In news– Scientists said that they have used a laser beam to guide lightning for the first time, hoping the technique will help protect against deadly bolts and one day maybe even trigger them.
- Lightning strikes between 40-120 times a second worldwide, killing more than 4,000 people and causing billions of dollars worth of damage every year.
- Yet the main protection against these bolts from above is still the humble lightning rod, which was first conceived by American polymath Benjamin Franklin in 1749.
- A team of scientists from six research institutions have been working for years to use the same idea but replace the simple metal pole with a far more sophisticated and precise laser.
- Now, in a study they describe using a laser beam, shot from the top of a Swiss mountain to guide a lightning bolt for more than 50 metres.
- Lightning is a discharge of static electricity that has built up in storm clouds, or between clouds and the ground.
- The laser beam creates plasma, in which charged ions and electrons heat the air.
- The air becomes partially conductive, and therefore a path preferred by the lightning.
- When scientists previously tested this theory in New Mexico in 2004, their laser did not grab the lightning.
- That laser failed because it did not emit enough pulses per second for lightning, which brews in milliseconds.
- For the latest experiment, the scientists left little to chance.
- They lugged a car-sized laser which can fire up to a thousand pulses of light a second up the 2,500-metre peak of Santis mountain in northeastern Switzerland.
- The peak is home to a communications tower that is struck by lightning around 100 times year.
- After two years building the powerful laser, it took several weeks to move it in pieces via a cable car.
- Finally, a helicopter had to drop off the large containers that would house the telescope.
- The telescope focused the laser beam to maximum intensity at a spot around 150 metres in the air — just above the top of the 124-metre tower.
- The beam has a diameter of 20 centimetres at the beginning, but narrows to just a few centimetres at the top.
During a storm in the summer of 2021, the scientists were able to photograph their beam driving a lightning bolt for 50 around metres.
- Three other strikes were also guided, interferometric measurements showed.
- Most lightning builds up from precursors inside clouds, but some can come up from the ground if the electric field is strong enough.
- The current and power of a lightning bolt really becomes clear once the ground is connected with the cloud.
- The laser guides one of these precursors, making it much faster than the others and straighter.
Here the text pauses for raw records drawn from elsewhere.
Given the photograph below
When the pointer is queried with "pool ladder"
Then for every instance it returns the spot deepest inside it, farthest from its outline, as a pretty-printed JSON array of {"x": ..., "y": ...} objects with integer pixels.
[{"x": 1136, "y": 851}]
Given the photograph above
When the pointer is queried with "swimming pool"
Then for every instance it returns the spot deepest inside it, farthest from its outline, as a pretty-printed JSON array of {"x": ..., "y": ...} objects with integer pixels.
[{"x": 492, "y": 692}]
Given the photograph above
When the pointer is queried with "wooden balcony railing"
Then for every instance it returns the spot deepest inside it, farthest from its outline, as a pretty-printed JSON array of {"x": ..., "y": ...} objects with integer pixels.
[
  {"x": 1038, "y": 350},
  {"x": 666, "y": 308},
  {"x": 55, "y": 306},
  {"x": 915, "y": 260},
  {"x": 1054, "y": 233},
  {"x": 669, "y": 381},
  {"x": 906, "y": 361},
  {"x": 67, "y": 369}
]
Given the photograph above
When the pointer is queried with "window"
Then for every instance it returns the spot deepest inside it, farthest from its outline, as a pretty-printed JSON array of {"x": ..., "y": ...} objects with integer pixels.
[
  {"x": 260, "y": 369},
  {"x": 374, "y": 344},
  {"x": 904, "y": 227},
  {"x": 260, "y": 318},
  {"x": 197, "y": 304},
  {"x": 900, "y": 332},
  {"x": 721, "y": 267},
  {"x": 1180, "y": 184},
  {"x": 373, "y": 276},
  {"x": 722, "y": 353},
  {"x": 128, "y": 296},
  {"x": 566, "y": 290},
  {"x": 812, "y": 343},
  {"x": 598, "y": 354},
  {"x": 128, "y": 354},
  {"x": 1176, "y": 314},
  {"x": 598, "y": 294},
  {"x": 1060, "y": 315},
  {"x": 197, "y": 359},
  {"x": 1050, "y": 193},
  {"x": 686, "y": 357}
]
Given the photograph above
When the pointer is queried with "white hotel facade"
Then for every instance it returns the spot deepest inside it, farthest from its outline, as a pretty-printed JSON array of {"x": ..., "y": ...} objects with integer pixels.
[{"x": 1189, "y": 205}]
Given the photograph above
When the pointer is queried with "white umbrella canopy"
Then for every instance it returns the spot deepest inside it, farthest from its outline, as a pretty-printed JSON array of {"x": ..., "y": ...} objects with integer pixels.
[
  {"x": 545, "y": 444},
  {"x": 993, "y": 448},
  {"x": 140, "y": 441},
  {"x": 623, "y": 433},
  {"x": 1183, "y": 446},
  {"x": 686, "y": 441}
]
It will then be the first to connect with the cloud before it lights up.
- This means that, in theory, this technique could be used not just to drive lightning away, but to trigger it in the first place.
- That could allow scientists to better protect strategic installations, such as airports or rocket launchpads, by igniting strikes at the time of their choosing.
- In practice, that would require a high conductivity in the laser’s plasma which scientists do not think they have mastered yet.